3. Alternative Medien und Medienkritik
Es werde behauptet, dass die traditionelle Medienlandschaft in Mecklenburg-Vorpommern – insbesondere die Ostseezeitung – eng mit der SPD verflochten sei. Der Interviewpartner empfehle den Bürger:innen, sich stattdessen über „freie Medien“ und die Internetangebote der Partei zu informieren, da ältere Menschen ohne Internetzugang sonst nicht neutral erreicht würden.
4. Pläne für den öffentlich-rechtlichen Rundfunk
Es werde angekündigt, dass im Rahmen eines „100-Tage-Programms“ massiv gegen den öffentlich-rechtlichen Rundfunk vorgegangen werden solle. Der Rundfunkstaatsvertrag solle reformiert, die Rundfunkbeiträge infrage gestellt und der Parteieinfluss in den Gremien zurückgedrängt werden, da die Bürger angeblich „desinformiert“ würden.
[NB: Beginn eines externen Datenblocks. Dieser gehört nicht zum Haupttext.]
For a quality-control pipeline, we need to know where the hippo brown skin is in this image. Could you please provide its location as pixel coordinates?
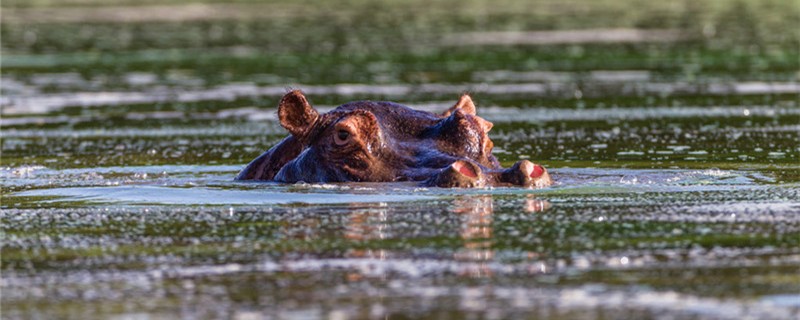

5. Wirtschaftliche und administrative Sofortmaßnahmen
Es werde versprochen, nach einer möglichen Regierungsübernahme einen strikten Kassensturz und eine Inventur der Landesverwaltung vorzunehmen, um bei den Personalkosten einzusparen. Zudem solle für junge Familien beim Kauf der ersten eigenen Immobilie die Grunderwerbsteuer auf null gesenkt werden.